Assessee filed an appeal with ITAT.
Contention of the assessee:
Assessee was of the view that as the reimbursement had been debited to the capital account because the company was having agreement with the shareholders that the IPO expenses would be debited to them. So as the same had not been debited to the profit & Loss account so the addition could not be made to the income of the assessee.
Moreover as far as management fees (which includes forex loss of $321000)was concerned assessee was of the view that the test of commercial expediency for determining whether the expenditure was necessary and reasonable had to be adjudged from the point of view of the business man and not of the revenue. Assessee relied on the decision of Hon’ble Delhi High Court in the case of CIT Vs. EKL Appliances [24 Taxmann.com 199] (Delhi) to submit that ‘Department cannot dictate to the taxpayer whether or not to incur any expenditure’. Assessee also relied on the decision of Ericsson India Pvt. Ltd., Vs.DCIT [25 Taxmann.com 472] (Delhi) to submit that ‘It is prerogative of the taxpayer to avail services from its AE and the Revenue cannot question the commercial expediency of such a decision’. So the above expenditure should be allowed.

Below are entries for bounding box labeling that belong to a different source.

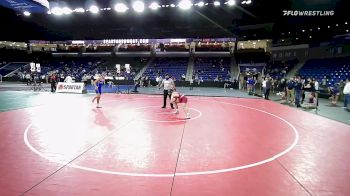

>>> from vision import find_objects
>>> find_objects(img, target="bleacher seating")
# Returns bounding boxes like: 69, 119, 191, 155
299, 57, 350, 85
266, 59, 299, 79
0, 62, 27, 76
144, 58, 188, 80
194, 58, 231, 81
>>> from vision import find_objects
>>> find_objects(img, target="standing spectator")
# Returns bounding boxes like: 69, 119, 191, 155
190, 77, 193, 90
265, 78, 272, 100
159, 74, 175, 109
261, 78, 267, 97
26, 73, 32, 86
287, 78, 295, 103
278, 78, 287, 99
312, 79, 320, 107
322, 76, 328, 87
343, 78, 350, 109
50, 73, 57, 93
247, 77, 255, 95
294, 77, 303, 108
329, 84, 340, 106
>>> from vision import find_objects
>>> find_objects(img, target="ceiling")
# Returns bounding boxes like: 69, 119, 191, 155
0, 0, 350, 42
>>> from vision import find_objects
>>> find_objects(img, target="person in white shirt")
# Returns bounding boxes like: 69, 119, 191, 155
64, 75, 73, 83
343, 79, 350, 109
159, 74, 175, 109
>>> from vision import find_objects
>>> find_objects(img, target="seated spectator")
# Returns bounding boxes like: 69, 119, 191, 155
302, 92, 317, 109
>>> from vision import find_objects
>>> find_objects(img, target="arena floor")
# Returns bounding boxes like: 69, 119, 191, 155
0, 91, 350, 196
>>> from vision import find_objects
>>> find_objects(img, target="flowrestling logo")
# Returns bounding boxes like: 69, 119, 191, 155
283, 10, 334, 16
56, 82, 84, 93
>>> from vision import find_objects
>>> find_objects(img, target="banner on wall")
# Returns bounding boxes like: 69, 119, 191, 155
56, 82, 84, 94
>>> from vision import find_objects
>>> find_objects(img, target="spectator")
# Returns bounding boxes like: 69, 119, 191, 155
294, 77, 303, 108
265, 78, 272, 100
50, 73, 57, 93
343, 78, 350, 109
329, 85, 340, 106
287, 78, 295, 103
64, 75, 73, 83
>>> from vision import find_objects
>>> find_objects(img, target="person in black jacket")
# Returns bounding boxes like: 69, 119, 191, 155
294, 77, 303, 108
264, 77, 272, 100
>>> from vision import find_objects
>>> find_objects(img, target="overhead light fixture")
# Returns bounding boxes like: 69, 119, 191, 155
149, 2, 160, 10
51, 7, 63, 16
74, 8, 85, 13
89, 5, 100, 14
179, 0, 193, 10
23, 11, 31, 16
226, 0, 236, 6
197, 1, 204, 7
132, 1, 145, 13
62, 7, 73, 15
114, 3, 129, 13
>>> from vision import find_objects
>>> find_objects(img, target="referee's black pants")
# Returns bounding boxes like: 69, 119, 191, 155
163, 90, 174, 109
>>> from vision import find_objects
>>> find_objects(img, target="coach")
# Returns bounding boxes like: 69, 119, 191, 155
159, 74, 175, 109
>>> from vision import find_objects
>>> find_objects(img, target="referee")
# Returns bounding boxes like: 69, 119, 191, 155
159, 74, 175, 109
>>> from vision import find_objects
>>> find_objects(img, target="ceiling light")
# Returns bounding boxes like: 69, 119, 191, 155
114, 3, 129, 13
132, 1, 145, 13
89, 5, 99, 14
179, 0, 193, 10
51, 7, 63, 16
197, 1, 204, 7
74, 8, 85, 13
149, 2, 160, 10
23, 11, 30, 16
62, 7, 73, 15
227, 0, 236, 6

Contention of the revenue:
Revenue was of the view that as no direct benefit could be obtained by the assessee so he treated the ALP of reimbursement of commission as NIL and added Rs 73,62,023/- to the income of the assessee.

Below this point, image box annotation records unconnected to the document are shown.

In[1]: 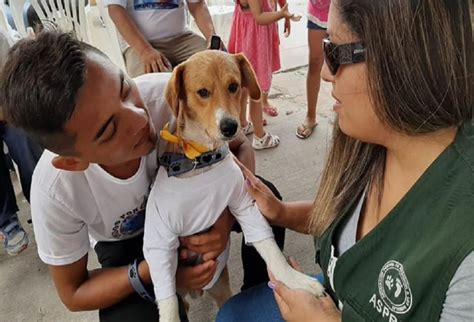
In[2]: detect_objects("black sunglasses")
[323,38,365,75]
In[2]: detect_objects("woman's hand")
[234,158,284,223]
[268,257,341,322]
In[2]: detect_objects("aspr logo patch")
[369,260,413,322]
[378,260,413,314]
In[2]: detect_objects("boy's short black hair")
[0,31,103,155]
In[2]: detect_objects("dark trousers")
[95,178,285,322]
[0,122,42,226]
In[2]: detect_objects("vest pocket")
[342,302,374,322]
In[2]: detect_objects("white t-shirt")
[143,156,273,300]
[31,73,173,265]
[103,0,200,49]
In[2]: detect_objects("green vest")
[317,122,474,321]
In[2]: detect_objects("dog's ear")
[234,54,262,101]
[165,63,186,117]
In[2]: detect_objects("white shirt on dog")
[143,156,273,300]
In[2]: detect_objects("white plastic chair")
[9,0,29,37]
[0,3,9,33]
[89,0,127,72]
[29,0,91,43]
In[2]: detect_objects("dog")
[144,51,324,322]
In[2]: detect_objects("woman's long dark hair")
[310,0,474,235]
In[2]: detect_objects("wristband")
[128,259,155,303]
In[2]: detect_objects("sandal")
[242,122,253,135]
[296,122,318,140]
[252,132,280,150]
[262,105,278,117]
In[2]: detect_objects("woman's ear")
[234,54,262,101]
[51,156,89,171]
[165,63,186,117]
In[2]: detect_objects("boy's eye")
[229,83,239,93]
[197,88,210,98]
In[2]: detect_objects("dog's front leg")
[158,295,180,322]
[253,238,324,296]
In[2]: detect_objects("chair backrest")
[9,0,29,37]
[0,3,9,33]
[94,0,127,72]
[30,0,91,43]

Moreover the foreign exchange loss of $321000 was included in the total payment of $427000 of management fees so the same should not be allowed as a management fees because it had nothing to do with consultancy services. Rest of the expenses were routine expenses which were also not related with the management services so, the ALP of the management fees was to be NIL so the addition of Rs 3,92,85,108/- should be added to the income of the assessee. Further, the management services were not rendered by the Associated Enterprise of the assessee but actually were rendered by the Associated Enterprise of the Associated Enterprise of the assessee. So the ALP of the same should be NIL.
Held by ITAT:
ITAT held that as the expenses which were not charged by the assessee in its P&L account, the same could not be added back to the income of the assessee.

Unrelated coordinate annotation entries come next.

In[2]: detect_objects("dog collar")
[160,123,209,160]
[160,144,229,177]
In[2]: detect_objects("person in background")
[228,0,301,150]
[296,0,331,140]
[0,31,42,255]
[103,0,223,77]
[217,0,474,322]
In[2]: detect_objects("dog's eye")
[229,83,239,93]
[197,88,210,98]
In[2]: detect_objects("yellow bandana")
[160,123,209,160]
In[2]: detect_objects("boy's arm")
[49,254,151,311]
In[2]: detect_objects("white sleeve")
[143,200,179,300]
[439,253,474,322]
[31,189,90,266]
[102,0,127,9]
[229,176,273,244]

As far as foreign exchange loss in the management fees had been concerned the same could not be allowed considered as a part of management fees. That had to be bear by the Associated Enterprise to which it concerned. So the expense could not be claimed by the assessee as its expense.
Moreover the issue of balance amount of management fees was concerned the TPO could not take the ALP at NIL because there was agreement between the assessee and its Associated Enterprises that all the costs incurred by its Associated Enterprises would be recovered by the assessee.
So, the same should be allowed to the assessee.
Appeal of the assessee was partly allowed.